Sunday, October 3, 2010

Building the Fire



It is Bar/Bat Mitzvah high season for The Beast. Although born and raised an atheist—the child has embraced the Jewish culture—the singing, the dancing, the clapping, the high end catering, the swag….

It was a Bat Mitzvah that brought me, the ultimate non-religious person, to a temple this past Saturday.

I was watching the sailboats out on the river from this beautiful temple perch high on a hill in the Hudson Valley and suddenly in this quiet religious spot I looked down at the translation of what the child was reading in Hebrew. It was about building a fire…which is, of course, symbolic of so many things, but in the setting of the temple on a sunny, fall, Bat Mitzvah day—I could only think of one thing….raising a child.

In this wealthy suburb with houses packed full of goods and the children packed full of school and lessons and events—I thought about this prayer about how to build a fire. This prayer says that a strong fire is built by placing just as much care on the empty spaces as on the places where there is wood. It is about the space that is left between the wood that allows the fire to grow. Too much wood and the fire just smolders and never catches.
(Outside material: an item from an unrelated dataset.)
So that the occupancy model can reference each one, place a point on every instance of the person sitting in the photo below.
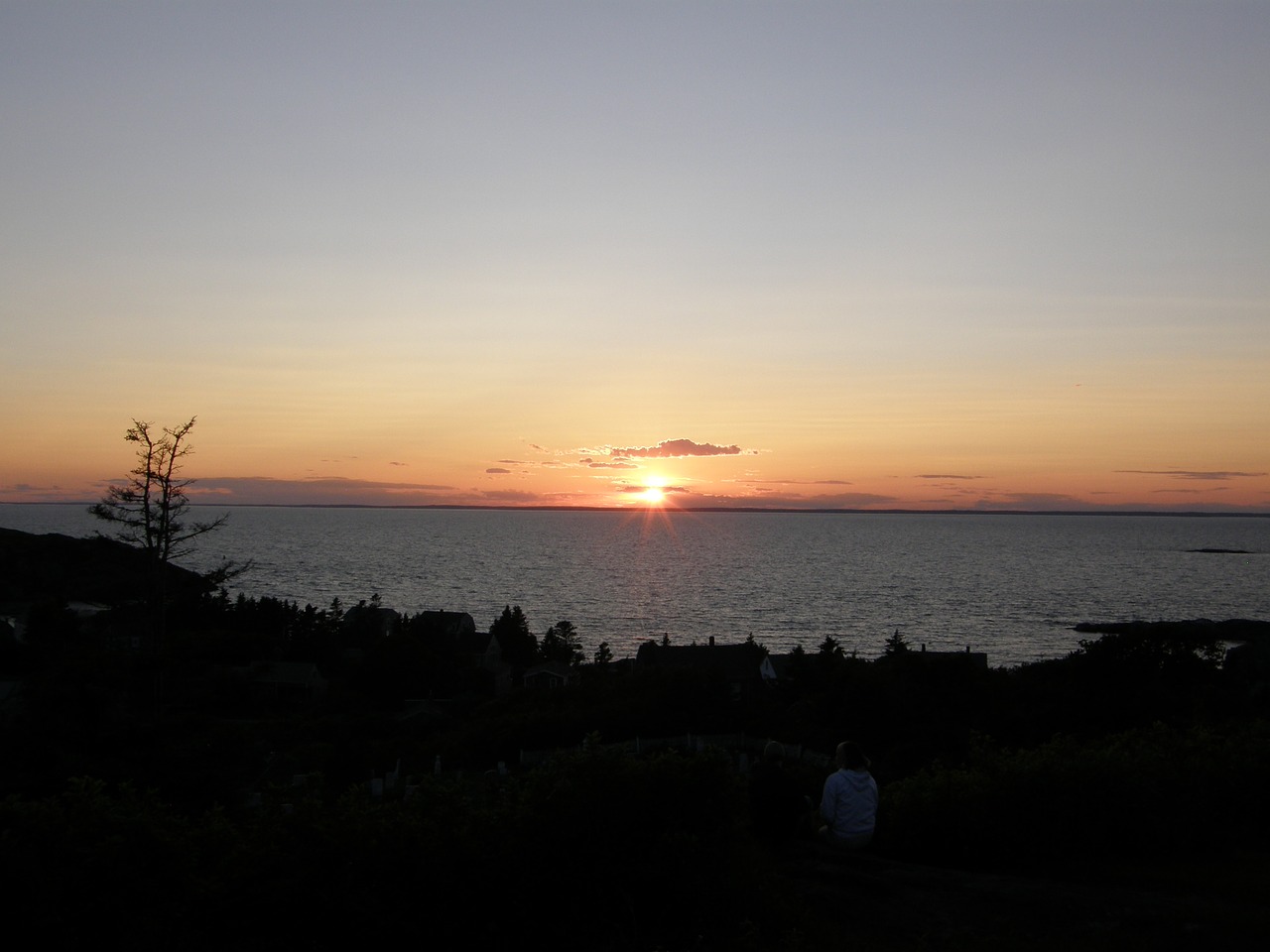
(848, 806)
With our lives so full—is there room to build a fire? Is there room to grow or have we allowed the busyness of our lives to suffocate what we are actually trying to achieve? The child with so many activities, even if they are all good for her—does she have space to grow into what she want to become? Does she have time to decide what she wants to become? Thanks to religion I had some space in my day to think of The Beast and the need to put some space in our lives so the fire can grow.

2 comments:

Pam J. said...

Such a nice post. Like you, I'm not a religious person -- unless you consider yoga and a bit of meditation a religion. But so many of my friends are Jewish and through them I've learned to appreciate the rituals of Judaism.

LazyMom said...

I know--I love various religions, just not their institutions. Thanks for commenting!